It's strange how even our own relatives see us, the half-maranaos, as the lesser kind. Of course they wouldn't say it to our faces, but the discrimination can still be gauged through the words spoken.
I am used to an aunt's bias, as it has gone on for years, how can I not be immune to it already. But still there are times when I want to shout out to the world (maybe just to myself) and release this frustration.
Okay, so a lady lawyer who is only half-maranao, is fit to be married to a certain something (and she should be thankful for it), and a full-maranao is fit for a certain something of a top rank qualification (and the other party should be thankful for it).
The gall.
I am not looking for a high dowry, because dowries disappear after the wedding. I never asked for a bongga wedding (I often wished for a romantic secret wedding). But because I am the maldita niece, they can easily put nasty words in my mouth and everyone else would believe them.
I am not something to be bought by a promise of high dowry. And it pisses me off when I'm made to look like the materialistic bitch that I am not.
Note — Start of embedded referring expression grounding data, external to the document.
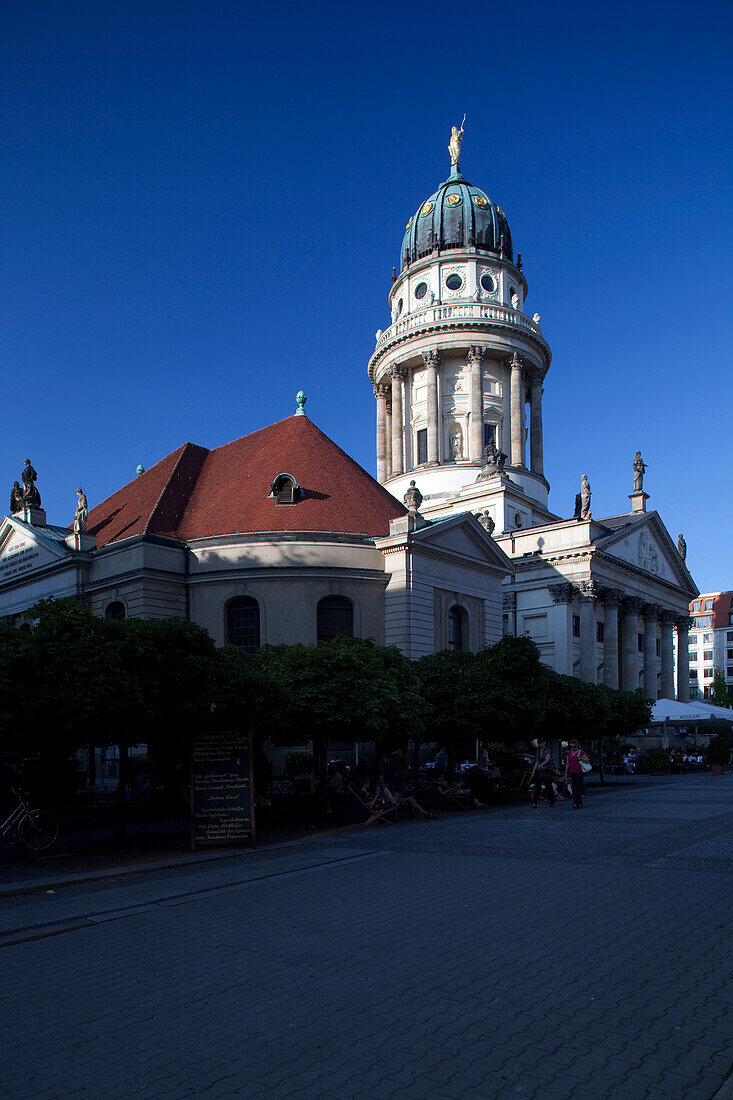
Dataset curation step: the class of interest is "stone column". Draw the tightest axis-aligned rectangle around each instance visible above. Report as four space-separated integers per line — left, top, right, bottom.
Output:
510 352 525 467
621 597 643 691
676 615 692 702
385 393 391 479
423 350 440 465
578 581 597 683
468 346 485 463
602 589 620 690
374 382 389 483
530 371 544 476
659 611 676 699
390 365 405 476
643 604 661 700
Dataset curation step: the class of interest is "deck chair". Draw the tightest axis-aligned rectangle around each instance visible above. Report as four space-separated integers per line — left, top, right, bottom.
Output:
348 783 400 825
499 769 531 805
428 777 474 811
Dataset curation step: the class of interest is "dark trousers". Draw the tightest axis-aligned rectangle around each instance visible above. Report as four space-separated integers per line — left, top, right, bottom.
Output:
570 772 585 807
531 771 555 806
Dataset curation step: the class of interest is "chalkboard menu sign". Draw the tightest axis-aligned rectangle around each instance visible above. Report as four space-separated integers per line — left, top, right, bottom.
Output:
191 731 255 850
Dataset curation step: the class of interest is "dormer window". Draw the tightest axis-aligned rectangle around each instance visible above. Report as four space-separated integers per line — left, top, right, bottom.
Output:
270 473 301 505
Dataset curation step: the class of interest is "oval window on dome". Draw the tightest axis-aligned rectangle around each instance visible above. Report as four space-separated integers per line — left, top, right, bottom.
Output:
420 201 434 217
480 273 495 293
445 274 463 291
397 298 404 316
473 195 488 208
446 193 461 207
414 282 428 300
405 216 413 230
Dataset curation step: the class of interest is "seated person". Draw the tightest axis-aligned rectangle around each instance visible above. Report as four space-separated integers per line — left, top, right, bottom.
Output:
372 772 435 819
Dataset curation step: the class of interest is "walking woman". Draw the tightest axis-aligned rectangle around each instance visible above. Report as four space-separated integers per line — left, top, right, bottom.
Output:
565 739 590 809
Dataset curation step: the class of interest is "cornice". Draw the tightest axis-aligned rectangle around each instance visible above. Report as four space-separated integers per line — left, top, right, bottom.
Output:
368 317 550 380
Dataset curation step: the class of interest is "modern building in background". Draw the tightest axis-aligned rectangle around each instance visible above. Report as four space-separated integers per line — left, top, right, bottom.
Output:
677 591 733 700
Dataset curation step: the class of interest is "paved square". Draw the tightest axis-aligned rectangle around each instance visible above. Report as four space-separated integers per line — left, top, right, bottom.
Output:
3 775 732 1098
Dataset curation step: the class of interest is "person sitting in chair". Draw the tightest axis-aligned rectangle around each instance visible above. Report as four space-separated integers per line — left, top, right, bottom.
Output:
372 772 436 819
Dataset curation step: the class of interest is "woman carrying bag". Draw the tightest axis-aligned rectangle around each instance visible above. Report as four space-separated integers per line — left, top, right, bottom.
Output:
565 739 591 809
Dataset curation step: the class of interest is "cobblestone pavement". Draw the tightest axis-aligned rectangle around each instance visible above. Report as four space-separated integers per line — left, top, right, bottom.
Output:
3 775 732 1099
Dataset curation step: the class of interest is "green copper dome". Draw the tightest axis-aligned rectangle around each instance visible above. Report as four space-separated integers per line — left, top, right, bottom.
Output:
401 167 513 272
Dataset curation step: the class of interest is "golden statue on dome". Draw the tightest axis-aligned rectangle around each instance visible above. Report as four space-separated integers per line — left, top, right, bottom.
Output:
448 115 466 167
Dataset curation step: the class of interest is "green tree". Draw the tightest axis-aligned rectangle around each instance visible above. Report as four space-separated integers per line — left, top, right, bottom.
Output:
711 668 728 707
257 637 426 809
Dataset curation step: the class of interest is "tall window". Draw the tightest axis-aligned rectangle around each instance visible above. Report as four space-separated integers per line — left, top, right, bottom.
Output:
572 615 580 638
105 601 126 621
317 596 353 643
448 606 467 651
416 428 427 465
227 597 261 653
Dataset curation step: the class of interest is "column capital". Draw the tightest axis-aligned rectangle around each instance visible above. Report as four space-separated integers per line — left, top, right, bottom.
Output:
390 363 407 381
600 587 623 608
509 351 523 371
623 596 644 615
422 349 440 369
549 583 574 604
660 609 677 627
642 603 662 622
676 615 694 632
577 580 599 601
503 591 517 611
374 381 391 400
467 345 486 366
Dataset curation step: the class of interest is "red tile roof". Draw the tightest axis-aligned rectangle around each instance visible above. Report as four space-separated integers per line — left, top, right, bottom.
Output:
86 416 406 548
I am materialistic, no doubt (give me a ton of gadgets and I'd propose the next day), but I am not the kind to accept skyrocketed dowry in order to augment some things missing.
I want stability. I want acceptance. I want loyalty. I want respect. I want love.
I don't want weddings. I don't want pain. I don't want suffering.
I don't want my child to experience any inch of discrimination the way I did.
I want to give my child a better future, if not the best, or give her no future at all.